Recuerdo como cuando era pequeño una de las cosas que me llamaban la atención era la de mirar por la ventana, ver a la gente en la calle, en su vida cotidiana o en sus casas. Ahora que vivo lejos de mi lugar de origen, que ya no estoy en ese primer piso de una calle de Oviedo, disfruto todavía del eterno placer de espiar a mis congéneres. Las grandes ciudades son un hervidero de pequeñas historias, de lugares comunes en los que los individuos chocamos, nos entrelazamos, nos odiamos, nos queremos y nos ignoramos. Hoy por hoy tengo una vista privilegiada, un ático en un octavo piso con una terraza enorme dotada de visión a una de las arterias de la ciudad del Turia. Por allí pasan vagabundos, pijos, trabajadores, niños, adolescentes, perros y palomas; todos bajo mi vista. Vuelve a ser un placer para mí el asomarme y perder el tiempo echando un vistazo a la urbe que se remueve bajo mis pies, que respira dando enormes bocanadas al ritmo que marca el tráfico y el gentío.

Considero universal esa fascinación que tiene el ser humano por meterse en la vida de sus semejantes, no ha habido, hay o habrá pueblo o cultura que no tenga algún tipo de medio para trasmitir las historias que interesan por uno u otro motivo. Desde mi punto de vista, todo relato, independientemente del tipo que sea, guarda algo de sabiduría que permite, mediante su transmisión, que se perpetúe más allá de su origen. Contar historias alrededor del fuego, cosa que antes de la llegada de la televisión se hacía en cualquier parte del mundo, permitía una comunión primitiva entre los miembros más jóvenes y los más ancianos de la comunidad. Estos últimos hacían de receptores de toda esa sapiencia acumulada durante generaciones, escuchaban absortos lo que sus mayores tenían que decir, que no era más que lo que la generación anterior había contado, esto más sus vivencias personales, claro. La literatura, los juglares, los rapsodas, los charlatanes, todos guardan su pequeña visión del mundo que debe ser compartida y que a todos nos enriquece.
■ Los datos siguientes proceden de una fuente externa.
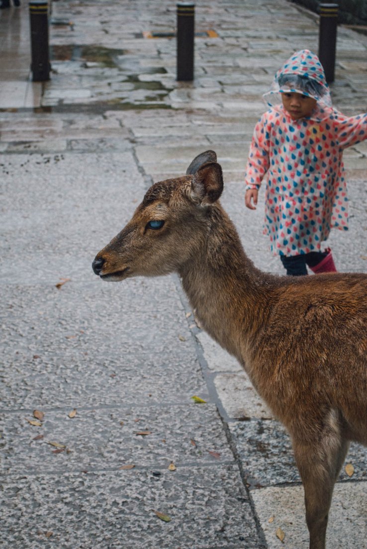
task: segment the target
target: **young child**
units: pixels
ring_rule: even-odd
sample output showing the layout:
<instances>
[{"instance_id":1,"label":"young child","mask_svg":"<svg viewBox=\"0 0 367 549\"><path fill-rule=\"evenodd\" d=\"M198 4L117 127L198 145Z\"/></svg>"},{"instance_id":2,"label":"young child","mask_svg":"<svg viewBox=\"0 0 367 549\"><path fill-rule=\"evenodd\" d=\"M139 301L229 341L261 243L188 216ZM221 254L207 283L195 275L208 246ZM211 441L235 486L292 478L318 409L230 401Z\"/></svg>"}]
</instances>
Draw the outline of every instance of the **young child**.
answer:
<instances>
[{"instance_id":1,"label":"young child","mask_svg":"<svg viewBox=\"0 0 367 549\"><path fill-rule=\"evenodd\" d=\"M265 176L264 232L287 274L336 271L332 227L348 229L343 150L367 138L367 114L347 117L332 107L315 54L297 52L264 95L271 108L255 127L246 168L245 204L255 209Z\"/></svg>"}]
</instances>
Todas estas perspectivas giran en torno a lo mismo, a la vida de los demás, a las vivencias ajenas de las que tanto disfrutamos cuando no acontecen sobre nuestra piel, o que tanto envidiamos por el mismo motivo. Por tanto, veo cierta similitud en lo que hacía de niño y la profesión o el arte de contar, de relatar, de tener algo que decir a los demás.
El buen escritor provoca en el lector, o en el oyente, que se transporte y que pueda imaginarse lo que sucede, sucederá o sucedió en vidas ajenas que se enraízan y entrecruzan como las viejas vías de la ciudad que contemplo desde mi balcón. Todos, en mi opinión, guardamos en nuestro interior la capacidad innata de sorprendernos con lo que los demás muestran de sí mismos, desde las historias más descabelladas, hasta las más convencionales. ¿Qué hacemos sino cuando hablamos con alguien? Escuchar sus historias, empatizar con su vida y ponernos a su nivel como seres similares que buscan en el otro el reflejo que les permita reconocerse.
Son las historias pequeñas, las cotidianas, las que nos permiten reconocernos en los demás, en el espejo que nos muestra el rostro del amigo, del conocido o del desconocido. Da igual de quién se trate, siempre reconoceremos ese rasgo de humanidad que nos permite identificarnos a nosotros mismos como personas.
El cine tiene esa particularidad, cumple con el rol de esos ancianos que alrededor de la hoguera iban desgranando viejos relatos para que los demás se entretuviesen, para que supiesen que más allá de ellos mismo existían otras vidas similares. El cine nos brinda un ojo, indiscreto por su discreción, por estar oculto para el actor y espectador y que nos permite, desde la comodidad de la butaca, meternos hasta el fondo del alma ajena. Son las pequeñas historias dentro de las grandes historias las que me embargan, las que me gusta observar, como la gran ciudad que está formada por el conjunto de las pequeños relatos compuestos por los ciudadanos que habitan en la misma. Por eso el cine se ha convertido en uno de los principales motores sociales, en uno de los más firmes transmisores de valores y modos de vida, el vehículo para la globalización cultural definitiva. Todo el mundo occidental late al pulso que le marca el cine, es en esa gran pantalla dónde se ve lo que vale y lo que no, lo que es necesario y lo que hay que desechar. Esto, por supuesto, no es algo que se haga de manera voluntaria, es algo accidental que simplemente sucede, que sólo tomando distancia se puede comprobar. Pocos en la antigua Grecia eran conscientes de que al relatar algún mito estaban transmitiendo la cultura helénica, que estaban perpetuando los modos de vida de esa sociedad. Con el cine sucede igual, pocos serán los directores, guionistas y actores que se consideren como transmisores de algo. Sin embargo, el cúmulo de las pequeñas historias que nos cuentan, son el conjunto de reflejos que el gran espejo social que es el cine nos manda para que nos reconozcamos a nosotros mismos.

Nacho Valdés

1 comentarios:

Giorgio dijo...

Creo que es el mejor artículo de esta sección que he leído.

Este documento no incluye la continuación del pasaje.